Australia’s largest employer of young workers has been accused of denying them the paid breaks they were entitled to, with separate legal action launched by two unions.
McDonald’s Australia recently marked its 50th anniversary, celebrating 1.5 million jobs it says it has created during that time.
But a number of its workers have accused the company of denying them paid 10-minute breaks they are entitled to take every four hours.
The Shop, Distributive and Allied Employees Association (SDA) is seeking compensation for workers who did not receive paid breaks, as well as penalties against McDonald’s Australia for breaching the Fair Work Act.
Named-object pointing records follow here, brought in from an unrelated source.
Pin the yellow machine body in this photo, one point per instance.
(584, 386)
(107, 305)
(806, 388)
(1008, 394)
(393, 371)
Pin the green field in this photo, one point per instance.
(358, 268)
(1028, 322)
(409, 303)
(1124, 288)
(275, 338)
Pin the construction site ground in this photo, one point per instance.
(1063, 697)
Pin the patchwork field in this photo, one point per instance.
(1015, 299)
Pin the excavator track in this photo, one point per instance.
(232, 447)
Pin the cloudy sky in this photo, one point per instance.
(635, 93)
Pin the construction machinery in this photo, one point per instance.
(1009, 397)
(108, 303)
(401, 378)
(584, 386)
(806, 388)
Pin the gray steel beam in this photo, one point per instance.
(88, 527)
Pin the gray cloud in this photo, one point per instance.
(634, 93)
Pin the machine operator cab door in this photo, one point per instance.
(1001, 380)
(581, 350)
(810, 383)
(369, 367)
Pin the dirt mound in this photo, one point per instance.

“The fact that one of the largest employers of young Australians (on junior rates of pay) has been deliberately and systematically denying teenagers their breaks is astonishing,” SDA national secretary Gerard Dwyer said.
Number of alleged breaches
The union’s inquiries among McDonald’s workers uncovered a number of alleged breaches, including through social media ads informing employees of their rights and encouraging them to contact the union if they were not receiving entitlements.
The SDA amended ongoing actions against McDonald’s franchisees last month to include McDonald’s Australia, which it accuses of conspiring to deny workers breaks and aiding and abetting franchisees to do so.
The legal action has been launched in the Federal Court in South Australia and the SDA says it could result in millions in compensation for thousands of workers around the country.
Many workers were allegedly told the paid break entitlements did not apply to them because they were allowed to drink or go to the bathroom throughout their shift, while others were informed their restaurant did not have enough staff to cover break periods.
McDonald’s Australia senior corporate relations manager Samantha Brown told AAP the SDA claim was “both surprising and disappointing” and said the company intended defending itself to the fullest.
The company “believes its restaurants complied with applicable instruments, provided rest breaks to employees and were consistent with historic working arrangements”, she said.
The SDA also did not challenge how breaks are taken or raise it as a matter of concern “throughout successive enterprise bargaining processes for new industrial agreements”.
“We are very mindful of our obligations under applicable employment laws … and continue to work closely with our restaurants to ensure employees receive all correct workplace entitlements and pay,” Ms Brown said.
‘Cock and bull story’
SDA SA branch secretary Josh Peak says McDonald’s has fed workers a “cock and bull story about their break entitlements for too long”.
“Fast food restaurants are busy, hot and the work is exhausting – it’s shameful to think young workers have been denied their rightful breaks and told they don’t exist.”
The SDA action comes after the rival Retail and Fast Food Workers Union launched a separate class action with Shine Lawyers last month, following one of its members receiving $1800 compensation after legal action against a McDonald’s franchisee that denied them paid breaks.
The SDA says its action differs as it is not a class action and the union will “represent hundreds of workers directly”.